Snakes and ladders

An excerpt from Dani Holland’s blog, Three Chicks and a Hen

I’m sitting on the train after dropping off my littlest girl at preschool, ready to get home and into today’s study when the first memory hits.

A memory of the Bear in recovery after his first surgery, in so much pain, his eyes wide with panic, while I struggle to swallow my own distress and soothe him. This is followed by another – me helping him up after he had collapsed on the bedroom floor, then another, and another, and then finally the image of him dying, looking into my face.

I am frantically swallowing, trying to keep back my tears, my throat thick and my eyes burning. I keep my head down, so I don’t make eye contact with anyone, willing myself to hold on until I get home.

I press my thumbnail into the soft skin on my wrist, hard, not enough to do any permanent damage, but enough to derail the memories that are coming thick and fast.

I can feel myself starting to panic, and I do my best to keep my breaths low and even, desperately willing the tears to not spill until I’m away from other people.

I march out of the station quickly, head down, striding as fast as I can. I’m almost home, almost to the front door. My hand shakes as I put the key in the lock, my sobs starting to escape as I turn the key. I have just enough time to take out the key and close the door before I slide down the wall onto the floor, sobbing like I haven’t for many months.

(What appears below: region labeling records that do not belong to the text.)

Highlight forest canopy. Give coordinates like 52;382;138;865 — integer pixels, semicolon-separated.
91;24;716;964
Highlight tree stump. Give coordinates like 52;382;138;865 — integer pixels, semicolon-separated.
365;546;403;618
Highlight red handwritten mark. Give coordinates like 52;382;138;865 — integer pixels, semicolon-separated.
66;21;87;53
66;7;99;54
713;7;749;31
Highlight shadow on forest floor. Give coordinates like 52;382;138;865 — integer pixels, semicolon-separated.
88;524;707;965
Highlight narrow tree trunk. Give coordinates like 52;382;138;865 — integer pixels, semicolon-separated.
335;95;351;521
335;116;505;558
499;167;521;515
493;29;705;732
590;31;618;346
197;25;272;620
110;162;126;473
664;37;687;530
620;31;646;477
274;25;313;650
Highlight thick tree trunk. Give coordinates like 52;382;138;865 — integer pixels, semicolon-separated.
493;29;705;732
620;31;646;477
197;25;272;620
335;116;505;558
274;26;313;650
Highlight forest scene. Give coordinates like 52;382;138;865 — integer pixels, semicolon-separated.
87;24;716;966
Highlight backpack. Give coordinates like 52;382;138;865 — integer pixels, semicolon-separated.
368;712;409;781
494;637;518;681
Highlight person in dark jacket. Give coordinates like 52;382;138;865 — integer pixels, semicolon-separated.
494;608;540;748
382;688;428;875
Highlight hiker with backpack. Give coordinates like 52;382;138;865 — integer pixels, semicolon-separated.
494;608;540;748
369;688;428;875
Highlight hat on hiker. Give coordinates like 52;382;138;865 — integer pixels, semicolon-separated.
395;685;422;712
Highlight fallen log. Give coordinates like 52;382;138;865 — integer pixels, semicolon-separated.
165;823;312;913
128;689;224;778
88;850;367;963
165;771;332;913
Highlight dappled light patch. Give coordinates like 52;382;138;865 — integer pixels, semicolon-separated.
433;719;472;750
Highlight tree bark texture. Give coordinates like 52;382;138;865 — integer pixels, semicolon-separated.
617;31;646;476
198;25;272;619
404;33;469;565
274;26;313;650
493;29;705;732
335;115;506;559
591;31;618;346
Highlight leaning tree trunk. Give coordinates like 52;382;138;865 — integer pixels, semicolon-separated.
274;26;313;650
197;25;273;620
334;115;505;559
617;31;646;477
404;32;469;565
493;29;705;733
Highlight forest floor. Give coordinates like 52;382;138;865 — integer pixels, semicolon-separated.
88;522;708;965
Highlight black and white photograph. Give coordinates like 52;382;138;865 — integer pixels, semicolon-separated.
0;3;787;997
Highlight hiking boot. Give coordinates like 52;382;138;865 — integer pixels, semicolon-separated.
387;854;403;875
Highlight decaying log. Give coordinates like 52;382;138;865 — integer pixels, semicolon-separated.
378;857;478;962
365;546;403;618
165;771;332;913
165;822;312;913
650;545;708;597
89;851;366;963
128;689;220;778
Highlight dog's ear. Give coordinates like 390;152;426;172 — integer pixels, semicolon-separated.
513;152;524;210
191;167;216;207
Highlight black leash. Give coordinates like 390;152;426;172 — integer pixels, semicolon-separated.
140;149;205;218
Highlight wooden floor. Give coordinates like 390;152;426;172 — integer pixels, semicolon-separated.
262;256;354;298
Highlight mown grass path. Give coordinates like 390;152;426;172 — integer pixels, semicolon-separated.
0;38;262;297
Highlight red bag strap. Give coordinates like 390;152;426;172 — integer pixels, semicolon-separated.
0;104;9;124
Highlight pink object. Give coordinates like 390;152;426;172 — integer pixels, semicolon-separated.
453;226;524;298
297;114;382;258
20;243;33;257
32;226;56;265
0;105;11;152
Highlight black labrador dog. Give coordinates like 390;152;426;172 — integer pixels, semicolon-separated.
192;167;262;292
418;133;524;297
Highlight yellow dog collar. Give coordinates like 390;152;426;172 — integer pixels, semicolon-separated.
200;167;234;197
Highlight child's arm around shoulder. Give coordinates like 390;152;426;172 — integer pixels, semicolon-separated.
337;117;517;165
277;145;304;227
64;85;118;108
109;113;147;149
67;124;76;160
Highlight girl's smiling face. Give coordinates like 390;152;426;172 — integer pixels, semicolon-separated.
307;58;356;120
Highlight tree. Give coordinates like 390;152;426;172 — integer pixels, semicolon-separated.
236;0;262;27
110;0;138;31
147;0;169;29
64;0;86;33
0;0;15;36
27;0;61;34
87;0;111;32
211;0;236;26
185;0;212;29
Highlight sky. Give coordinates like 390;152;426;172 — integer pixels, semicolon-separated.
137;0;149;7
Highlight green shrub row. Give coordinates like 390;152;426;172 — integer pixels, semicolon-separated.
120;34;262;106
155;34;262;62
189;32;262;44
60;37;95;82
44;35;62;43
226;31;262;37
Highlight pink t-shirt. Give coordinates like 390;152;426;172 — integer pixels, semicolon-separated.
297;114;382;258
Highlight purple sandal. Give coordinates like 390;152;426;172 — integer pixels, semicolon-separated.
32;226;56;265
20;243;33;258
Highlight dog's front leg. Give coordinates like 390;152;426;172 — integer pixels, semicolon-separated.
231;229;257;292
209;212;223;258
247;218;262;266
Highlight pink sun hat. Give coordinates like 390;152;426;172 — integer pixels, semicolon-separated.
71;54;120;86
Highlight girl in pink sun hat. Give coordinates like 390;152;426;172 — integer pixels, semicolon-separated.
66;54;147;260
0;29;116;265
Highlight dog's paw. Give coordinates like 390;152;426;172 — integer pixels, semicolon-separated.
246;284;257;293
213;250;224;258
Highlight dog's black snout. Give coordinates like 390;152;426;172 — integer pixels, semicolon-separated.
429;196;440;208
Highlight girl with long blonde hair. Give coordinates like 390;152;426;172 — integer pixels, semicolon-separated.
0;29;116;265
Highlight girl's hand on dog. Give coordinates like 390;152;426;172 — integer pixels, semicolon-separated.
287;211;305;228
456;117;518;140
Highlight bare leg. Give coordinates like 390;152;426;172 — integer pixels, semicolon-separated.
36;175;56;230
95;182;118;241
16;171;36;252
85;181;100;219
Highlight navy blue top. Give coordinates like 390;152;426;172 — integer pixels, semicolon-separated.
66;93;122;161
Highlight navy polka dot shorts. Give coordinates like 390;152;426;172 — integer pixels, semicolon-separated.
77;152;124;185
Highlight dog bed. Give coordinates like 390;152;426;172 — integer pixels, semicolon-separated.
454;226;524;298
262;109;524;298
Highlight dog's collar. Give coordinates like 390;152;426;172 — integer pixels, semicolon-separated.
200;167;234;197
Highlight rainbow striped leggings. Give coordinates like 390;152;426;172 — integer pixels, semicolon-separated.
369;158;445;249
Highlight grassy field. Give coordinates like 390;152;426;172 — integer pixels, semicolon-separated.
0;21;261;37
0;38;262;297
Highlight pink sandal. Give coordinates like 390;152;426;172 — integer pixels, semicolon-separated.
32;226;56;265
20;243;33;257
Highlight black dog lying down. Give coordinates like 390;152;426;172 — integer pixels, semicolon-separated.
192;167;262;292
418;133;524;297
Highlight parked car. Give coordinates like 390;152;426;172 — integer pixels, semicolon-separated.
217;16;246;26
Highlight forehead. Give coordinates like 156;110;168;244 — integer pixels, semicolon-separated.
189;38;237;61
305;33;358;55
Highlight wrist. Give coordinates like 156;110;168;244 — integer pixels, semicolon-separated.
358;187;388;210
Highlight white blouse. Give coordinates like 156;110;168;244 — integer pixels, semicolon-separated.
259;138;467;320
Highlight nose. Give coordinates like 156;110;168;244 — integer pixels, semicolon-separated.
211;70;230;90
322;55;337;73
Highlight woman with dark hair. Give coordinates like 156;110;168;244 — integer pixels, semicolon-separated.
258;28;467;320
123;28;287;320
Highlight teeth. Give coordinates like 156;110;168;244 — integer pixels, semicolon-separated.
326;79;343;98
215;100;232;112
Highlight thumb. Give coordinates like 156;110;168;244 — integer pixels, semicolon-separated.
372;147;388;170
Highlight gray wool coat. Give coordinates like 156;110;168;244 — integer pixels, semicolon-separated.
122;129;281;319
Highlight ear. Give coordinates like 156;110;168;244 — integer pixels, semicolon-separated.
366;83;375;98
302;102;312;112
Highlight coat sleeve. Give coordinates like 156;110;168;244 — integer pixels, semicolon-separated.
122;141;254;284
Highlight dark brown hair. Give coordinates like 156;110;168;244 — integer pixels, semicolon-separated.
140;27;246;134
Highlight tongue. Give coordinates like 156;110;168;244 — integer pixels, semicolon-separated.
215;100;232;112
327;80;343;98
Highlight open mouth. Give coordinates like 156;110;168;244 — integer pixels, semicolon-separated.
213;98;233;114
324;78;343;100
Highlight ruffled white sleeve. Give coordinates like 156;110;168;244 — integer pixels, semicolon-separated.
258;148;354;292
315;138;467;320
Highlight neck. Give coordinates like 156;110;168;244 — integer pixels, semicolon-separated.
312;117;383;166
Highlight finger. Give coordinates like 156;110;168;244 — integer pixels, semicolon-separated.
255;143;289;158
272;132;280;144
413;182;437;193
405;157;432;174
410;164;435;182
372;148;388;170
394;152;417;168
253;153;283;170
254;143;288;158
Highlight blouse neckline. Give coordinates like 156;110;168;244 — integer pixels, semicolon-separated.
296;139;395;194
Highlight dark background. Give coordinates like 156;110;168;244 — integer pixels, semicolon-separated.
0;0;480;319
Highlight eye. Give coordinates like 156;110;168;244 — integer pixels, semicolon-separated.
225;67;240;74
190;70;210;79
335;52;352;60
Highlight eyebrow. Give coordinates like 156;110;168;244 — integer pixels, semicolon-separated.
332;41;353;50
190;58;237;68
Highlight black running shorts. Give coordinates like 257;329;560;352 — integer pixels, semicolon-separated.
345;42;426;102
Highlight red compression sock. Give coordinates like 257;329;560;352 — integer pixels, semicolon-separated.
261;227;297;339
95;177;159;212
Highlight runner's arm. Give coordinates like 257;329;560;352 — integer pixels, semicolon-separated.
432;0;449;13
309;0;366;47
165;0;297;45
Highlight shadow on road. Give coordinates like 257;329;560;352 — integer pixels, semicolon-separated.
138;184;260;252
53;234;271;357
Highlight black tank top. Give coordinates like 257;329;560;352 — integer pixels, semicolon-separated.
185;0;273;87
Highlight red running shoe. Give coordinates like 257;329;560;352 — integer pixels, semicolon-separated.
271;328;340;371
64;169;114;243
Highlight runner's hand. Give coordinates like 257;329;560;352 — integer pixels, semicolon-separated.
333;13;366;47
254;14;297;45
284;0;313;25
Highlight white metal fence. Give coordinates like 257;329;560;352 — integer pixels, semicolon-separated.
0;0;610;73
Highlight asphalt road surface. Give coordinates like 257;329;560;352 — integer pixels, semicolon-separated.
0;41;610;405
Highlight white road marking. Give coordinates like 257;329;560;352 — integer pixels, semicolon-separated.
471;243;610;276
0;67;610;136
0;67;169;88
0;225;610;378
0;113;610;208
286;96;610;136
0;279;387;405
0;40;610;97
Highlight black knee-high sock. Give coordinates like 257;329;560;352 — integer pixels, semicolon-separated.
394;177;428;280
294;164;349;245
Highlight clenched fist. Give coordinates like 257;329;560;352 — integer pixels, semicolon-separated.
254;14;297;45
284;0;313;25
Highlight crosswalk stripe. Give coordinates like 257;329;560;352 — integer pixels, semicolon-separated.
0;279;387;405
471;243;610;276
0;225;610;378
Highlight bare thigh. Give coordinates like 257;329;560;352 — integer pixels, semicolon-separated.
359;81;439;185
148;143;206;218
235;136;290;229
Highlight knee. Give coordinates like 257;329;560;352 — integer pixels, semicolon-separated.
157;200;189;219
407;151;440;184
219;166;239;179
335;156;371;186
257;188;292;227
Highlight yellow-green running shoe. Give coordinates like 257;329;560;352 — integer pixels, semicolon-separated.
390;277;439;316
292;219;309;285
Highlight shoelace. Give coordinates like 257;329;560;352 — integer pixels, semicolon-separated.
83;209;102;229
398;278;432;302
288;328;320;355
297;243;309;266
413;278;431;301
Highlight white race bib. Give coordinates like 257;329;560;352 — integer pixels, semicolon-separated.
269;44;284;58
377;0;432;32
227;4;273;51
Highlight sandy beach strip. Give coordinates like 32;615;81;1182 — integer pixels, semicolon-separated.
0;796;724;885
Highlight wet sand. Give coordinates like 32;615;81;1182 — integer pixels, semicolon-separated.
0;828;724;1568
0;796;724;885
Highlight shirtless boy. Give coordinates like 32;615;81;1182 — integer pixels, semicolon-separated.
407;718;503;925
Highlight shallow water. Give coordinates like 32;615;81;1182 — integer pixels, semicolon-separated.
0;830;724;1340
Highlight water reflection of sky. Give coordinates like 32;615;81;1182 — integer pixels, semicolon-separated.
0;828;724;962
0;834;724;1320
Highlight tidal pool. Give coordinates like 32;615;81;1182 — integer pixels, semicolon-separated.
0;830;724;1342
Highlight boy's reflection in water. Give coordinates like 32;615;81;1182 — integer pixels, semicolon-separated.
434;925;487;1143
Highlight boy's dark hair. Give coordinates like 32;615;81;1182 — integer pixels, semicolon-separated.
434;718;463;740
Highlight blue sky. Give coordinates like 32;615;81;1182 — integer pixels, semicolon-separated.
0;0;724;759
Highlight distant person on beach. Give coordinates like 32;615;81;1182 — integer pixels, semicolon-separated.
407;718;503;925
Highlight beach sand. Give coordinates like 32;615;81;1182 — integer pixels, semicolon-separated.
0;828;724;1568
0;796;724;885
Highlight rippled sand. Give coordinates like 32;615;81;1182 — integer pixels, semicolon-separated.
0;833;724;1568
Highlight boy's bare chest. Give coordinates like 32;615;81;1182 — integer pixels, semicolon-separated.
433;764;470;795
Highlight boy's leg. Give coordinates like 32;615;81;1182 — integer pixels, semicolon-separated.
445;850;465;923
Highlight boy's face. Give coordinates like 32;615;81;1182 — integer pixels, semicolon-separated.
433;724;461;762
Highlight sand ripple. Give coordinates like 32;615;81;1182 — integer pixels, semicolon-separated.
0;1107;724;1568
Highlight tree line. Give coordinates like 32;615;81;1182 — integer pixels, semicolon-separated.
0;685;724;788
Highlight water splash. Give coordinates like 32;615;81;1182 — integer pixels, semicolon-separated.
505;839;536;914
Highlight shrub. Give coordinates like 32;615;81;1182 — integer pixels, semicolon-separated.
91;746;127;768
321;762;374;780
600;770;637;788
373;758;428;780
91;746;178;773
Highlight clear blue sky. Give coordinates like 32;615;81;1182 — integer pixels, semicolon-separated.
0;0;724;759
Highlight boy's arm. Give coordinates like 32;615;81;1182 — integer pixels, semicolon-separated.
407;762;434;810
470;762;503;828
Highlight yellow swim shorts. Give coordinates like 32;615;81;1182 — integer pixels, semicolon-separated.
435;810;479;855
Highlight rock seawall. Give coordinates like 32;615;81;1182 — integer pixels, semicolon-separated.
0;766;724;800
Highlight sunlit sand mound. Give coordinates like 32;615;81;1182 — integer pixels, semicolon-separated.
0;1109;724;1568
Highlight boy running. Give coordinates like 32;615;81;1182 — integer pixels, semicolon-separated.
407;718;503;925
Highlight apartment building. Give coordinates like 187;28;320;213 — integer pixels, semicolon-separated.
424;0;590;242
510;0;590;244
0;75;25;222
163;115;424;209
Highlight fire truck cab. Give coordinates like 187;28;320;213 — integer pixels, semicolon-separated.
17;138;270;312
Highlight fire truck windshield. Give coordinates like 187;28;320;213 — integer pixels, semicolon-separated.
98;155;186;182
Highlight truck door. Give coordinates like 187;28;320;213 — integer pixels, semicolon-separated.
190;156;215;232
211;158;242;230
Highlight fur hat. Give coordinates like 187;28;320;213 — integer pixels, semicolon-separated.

I don’t want anyone to see me this way, but at the same time I am so desperately lonely.

I lurch into our bedroom and sit on the bed, next to the photo of us, and the pale blue box from the crematorium that is placed behind it.

Looking into the photo, and the brown eyes I still love so much, all I can whisper is “I miss you… I miss you…”

Until a few weeks ago, I was actually doing ok. My study was going well, our home was mostly organised, and my girls and I had seemed to be in some sort of routine.

Memories would still bubble up to the surface, but they were diffuse and friendly, coloured with sadness around the edges, but wonderful, reminding me of special times that we shared.

I managed to get through the second anniversary of his death, and our youngest daughter’s birthday pretty well.

But just recently I have returned to the uncontrollable feeling of being attacked by intrusive memories, similar to those first few months after the Bear died, where I was dragging myself through the days, not actually wanting to die, but wishing for nothingness, anything to stop feeling the way that I did.

I had loved him so much, so I guess the corresponding wound of his absence felt immense, like shattered shards of glass gutting me constantly. I had thought that the sharpness had dulled somewhat, but for some reason it feels like the glass has broken afresh. Not sleeping probably doesn’t help.

What has changed? Is it stress, depression, menopause? I don’t know.

All I know is that I no longer feel in control. I am beginning to doubt myself, when I had worked so hard to gradually regain my confidence over the last two years.

I know I need to be strong for my girls – they need me, and the weight of responsibility to them is a heavy burden, that is lightened only by love.

I have avoided it for a long time, but I guess it’s time to call in the professionals, and take myself off to the GP.

Before I lost the Bear, I imagined grief to be a straight road covered in shadows and mist at the beginning, that gradually climbed up into a sunny hillside of remembrance and acceptance.

But that is a lie we tell ourselves.

There is no road.

It’s a never ending game of snakes and ladders, with not many ladders and lots of snakes.

Snakes and ladders was my least favourite board game as a child, because it was all chance. There was no reasoning, no skill, just a roll of the dice to decide your fate. I guess my rolls have been unlucky lately. Time to blow on the dice and try to even the odds.

 

Until January 2015, we were a happy rambunctious family of five, a loving hard-working dad, a crafty stay at home mum, and three wonderful girls. Then the Bear was diagnosed with inoperable bowel cancer, and everything changed. After his death in January 2016, our family of four is still trying to make sense of the cards we’ve been dealt.